A atmosfera do racismo nos Estados Unidos era tão espessa e o ambiente de segregação tão pesado que negros não frequentavam as mesmas escolas, igrejas (o cristianismo racial), lanchonetes, restaurantes, transportes de brancos, onde os linchamentos de negros e negras era uma prática comum, que os próprios dirigentes do SWP mal foram capazes de dizer a Trotsky até mesmo se os negros do sul falavam outro idioma ou não.

C.L.R. James encontra com Trotsky: debates sobre autodeterminação e organização independente de massas da luta negra

James (1901-1989) nasceu em Trinidad e Tobago, onde trabalhava como jornalista esportivo. Aos 30 anos, mudou-se para a Inglaterra e começou a militar no Partido Trabalhista Independente  (Independent Labor Party) e na pequena organização trotskista chamada Grupo Marxista (Marxist Group). Nesse período, ele escreveu suas duas maiores contribuições teóricas: World Revolution (1937) e Os Jacobinos Negros (1938).

O clássico Os Jacobinos Negros, escrito por L.C.R. James, evidenciou sua a adesão clara ao marxismo. James registrou um dos momentos ou o movimento mais importante de uma revolta de escravos na ilha de São Domingos, que durante anos foi omitida e negligenciada dos livros de história, em particular aqui no Brasil, que pode ser resumida no seguinte por Jacob Gorender:

“Entre todas as numerosas insurreição de escravos, ocorridas desde até os tempos modernos, somente uma foi vitoriosa: a insurreição de escravos da Colônia de São Domingos, iniciada em 1791, no território onde hoje se localiza a república do Haiti”.

A Revolução de São Domingos destruiu a suposição racista de que os negros africanos nunca poderiam se libertar e governar  a si mesmos, acelerou o fim do comércio de escravos e se tornou um importante ponto de referência na Guerra Civil Americana e em revoltas de escravos no Brasil e outros países da América Latina e do Caribe.  

James foi um dos fundadores da IV Internacional, em 1938, e logo se mudou para os Estados Unidos, onde militou ativamente como dirigente do SWP, adotando o nome J.R. Johnson no partido.
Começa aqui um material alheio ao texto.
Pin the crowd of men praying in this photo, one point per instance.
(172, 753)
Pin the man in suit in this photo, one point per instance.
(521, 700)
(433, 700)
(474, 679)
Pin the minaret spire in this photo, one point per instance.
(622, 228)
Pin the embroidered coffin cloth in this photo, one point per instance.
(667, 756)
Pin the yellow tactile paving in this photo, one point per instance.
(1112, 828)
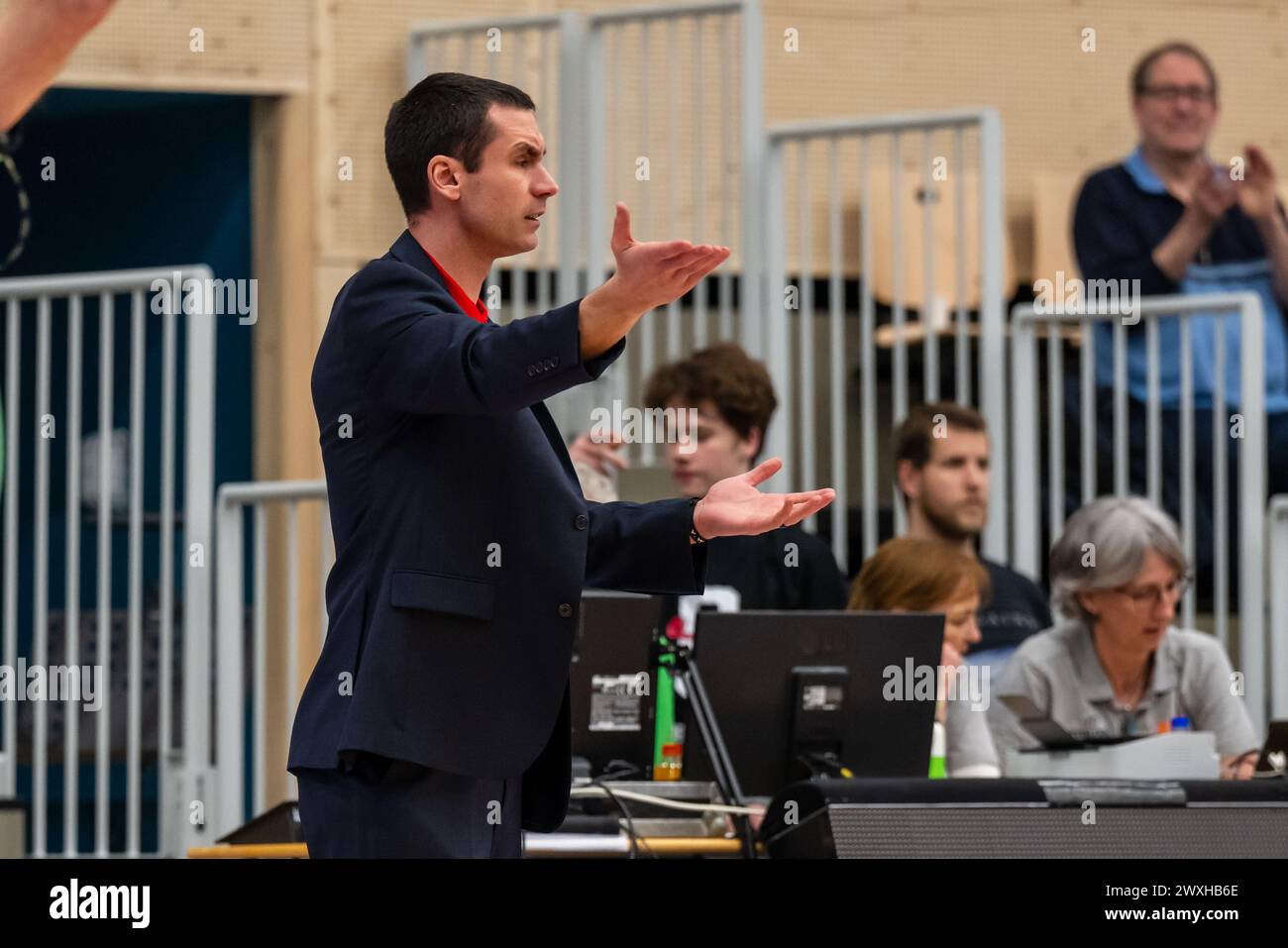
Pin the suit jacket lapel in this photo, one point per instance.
(555, 438)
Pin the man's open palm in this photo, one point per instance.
(655, 273)
(734, 506)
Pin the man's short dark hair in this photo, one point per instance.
(443, 114)
(737, 384)
(1140, 75)
(914, 436)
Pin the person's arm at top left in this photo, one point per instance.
(647, 548)
(37, 38)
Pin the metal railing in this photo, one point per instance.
(807, 143)
(232, 502)
(76, 299)
(1026, 468)
(1276, 571)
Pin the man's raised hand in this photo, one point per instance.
(649, 274)
(734, 506)
(652, 274)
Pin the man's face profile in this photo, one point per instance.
(501, 198)
(1176, 111)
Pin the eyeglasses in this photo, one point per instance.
(1171, 93)
(1151, 595)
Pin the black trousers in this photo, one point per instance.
(376, 806)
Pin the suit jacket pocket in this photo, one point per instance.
(416, 588)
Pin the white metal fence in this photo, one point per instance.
(957, 154)
(1276, 571)
(269, 707)
(67, 303)
(1026, 321)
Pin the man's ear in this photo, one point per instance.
(445, 176)
(909, 478)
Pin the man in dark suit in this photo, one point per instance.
(436, 721)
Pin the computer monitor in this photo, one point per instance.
(786, 685)
(612, 698)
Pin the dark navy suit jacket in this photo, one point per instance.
(463, 539)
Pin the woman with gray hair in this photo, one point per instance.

C.L.R James, trotskista, revolucionário e negro caribenho, viajou ao México, em 1939, onde se reuniu com Trotsky para debaterem juntos tática e estratégia, para formulação de um programa político do SWP para a luta negra estadunidense. Foram debates que cravaram raízes profundas na tradição política do marxismo revolucionário e da luta negra. James tornou-se internacionalmente reconhecido por colocar a questão do povo negro como um tema central para compreender a formação da classe trabalhadora na América e no Caribe, e a perspectiva marxista revolucionária.     

Os debates de 1939, de Trotsky com C.L.R. James, giraram em torno do nacionalismo negro e dos princípios da autodeterminação e auto-organização independente dos oprimidos, além do plano com centralidade na questão negra para o SWP.

O debate deu-se sobre como deveria ser analisada a questão do negro norte-americano: como uma minoria nacional ou uma minoria racial? A posição de Trotsky:

“O importante para Trotsky era reafirmar que as lutas por autodeterminação são lutas democráticas importantes para uma perspectiva de revolução permanente, independente do seu conteúdo, os marxistas revolucionários  devem demonstrar apoio, no discurso e prática política, pois só pela nossa coerência e radicalidade que mostrarão as diferenças entre os pequenos burgueses, oportunistas, reformistas e revolucionários”.

Para Trotsky a autodeterminação dos povos oprimidos é um principio do internacionalismo revolucionário. Trotsky afirmava que os camaradas negros do SWP devem apresentar para os movimentos negros que a IV Internacional, sempre defenderá a autodeterminação. E que a IV Internacional entende que seria melhor lutar em conjunto com os trabalhadores brancos por uma sociedade sem opressões. James mostrou que tinha acordo com essa formulação de Trotsky.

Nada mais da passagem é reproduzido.